Vaundyが2曲の新曲を発表した。『replica』のブラッシュアップが現在進行形で行われてるというか。
これからは「ポップスとしての余裕」と「ものづくりの探究」のせめぎ合いみたいな曲がどんどん出てくる
まずは『僕のヒーローアカデミア THE MOVIE ユアネクスト』の主題歌 “ホムンクルス”、そして幕張メッセでのライブで “GORILLA芝居” が初披露された。このインタビューではその2曲についてじっくりと語ってもらった。
まずは “ホムンクルス” に関して。
ロックなギターリフでハードに展開するシンプル&ストレートな曲に聴こえるが実は前半から後半へとあり得ないほど大胆な展開が仕組まれていること、そしてそれはVaundyの『ヒロアカ』への、映画の主題歌への思いや考え方の反映なのだということも明かされる。アニメや映画への思いは普通は歌詞やメロディに込められるものだが、楽曲の構造自体にそれを込めてしまうVaundyはやっぱり規格外だ。
そしてノンタイアップで生まれた新曲 “GORILLA芝居” は、“ホムンクルス”とは逆にナチュラルで本能的なグルーヴがひたすら気持ちよくループする曲。だが歌詞は、日常に潜むフェイクな構造をペロッとめくりあげて暴くような鋭さが光っている。

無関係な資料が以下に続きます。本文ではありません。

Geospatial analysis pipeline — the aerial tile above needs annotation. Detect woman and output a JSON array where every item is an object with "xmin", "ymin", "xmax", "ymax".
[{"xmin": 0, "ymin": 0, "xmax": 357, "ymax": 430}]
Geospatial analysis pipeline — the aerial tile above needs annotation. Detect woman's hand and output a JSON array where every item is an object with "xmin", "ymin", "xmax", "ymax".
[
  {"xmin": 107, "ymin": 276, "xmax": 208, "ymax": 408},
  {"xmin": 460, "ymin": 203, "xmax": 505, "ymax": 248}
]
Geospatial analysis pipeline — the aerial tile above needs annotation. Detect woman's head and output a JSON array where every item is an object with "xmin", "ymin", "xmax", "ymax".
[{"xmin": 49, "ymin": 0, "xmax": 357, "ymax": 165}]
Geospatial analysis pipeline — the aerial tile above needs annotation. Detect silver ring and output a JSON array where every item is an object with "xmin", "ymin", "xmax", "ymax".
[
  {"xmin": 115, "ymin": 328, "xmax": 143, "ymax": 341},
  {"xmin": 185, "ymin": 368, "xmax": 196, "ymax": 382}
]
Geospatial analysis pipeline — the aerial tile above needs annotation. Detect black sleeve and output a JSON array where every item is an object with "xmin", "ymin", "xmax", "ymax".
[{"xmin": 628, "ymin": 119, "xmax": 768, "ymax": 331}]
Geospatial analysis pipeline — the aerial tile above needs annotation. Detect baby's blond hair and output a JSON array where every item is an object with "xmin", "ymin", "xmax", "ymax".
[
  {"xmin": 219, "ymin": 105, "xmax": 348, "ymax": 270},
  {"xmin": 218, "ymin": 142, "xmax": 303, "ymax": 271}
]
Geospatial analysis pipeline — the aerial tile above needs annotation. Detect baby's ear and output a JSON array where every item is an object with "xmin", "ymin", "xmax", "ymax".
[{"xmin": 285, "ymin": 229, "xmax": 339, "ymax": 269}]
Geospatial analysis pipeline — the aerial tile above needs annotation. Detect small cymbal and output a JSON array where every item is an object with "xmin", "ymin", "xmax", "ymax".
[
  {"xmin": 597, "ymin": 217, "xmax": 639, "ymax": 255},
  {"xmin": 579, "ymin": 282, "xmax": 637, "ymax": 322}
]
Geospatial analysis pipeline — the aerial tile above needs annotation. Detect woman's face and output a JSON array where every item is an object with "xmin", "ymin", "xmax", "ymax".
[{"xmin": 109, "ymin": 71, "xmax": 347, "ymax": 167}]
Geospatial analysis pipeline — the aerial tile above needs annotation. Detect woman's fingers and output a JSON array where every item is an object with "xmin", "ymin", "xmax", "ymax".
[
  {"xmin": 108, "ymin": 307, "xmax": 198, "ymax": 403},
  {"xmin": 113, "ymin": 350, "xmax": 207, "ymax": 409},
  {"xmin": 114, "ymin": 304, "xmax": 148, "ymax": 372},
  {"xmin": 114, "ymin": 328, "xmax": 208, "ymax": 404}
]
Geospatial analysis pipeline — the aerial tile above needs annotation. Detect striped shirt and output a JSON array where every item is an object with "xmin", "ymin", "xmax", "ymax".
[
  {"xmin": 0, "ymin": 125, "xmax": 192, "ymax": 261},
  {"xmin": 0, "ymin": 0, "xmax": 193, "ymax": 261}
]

まったくタイプの違う2曲だが、実は共通しているポイントがある。それは「今の日本の音楽シーンにあるサウンドイディオムをいっさい使わずに、今にふさわしい新たなサウンドを作り上げている」ということ。それは大ヒットしている“タイムパラドックス”にも共通するポイントで、つまり最新アルバム『replica』で掲げた音楽論を完全に実践しているのだ。
その発想の大胆さ、実行力、そして作品のパワーと完成度とポップさ、すベてにおいてやはりVaundyはとてつもない存在だ。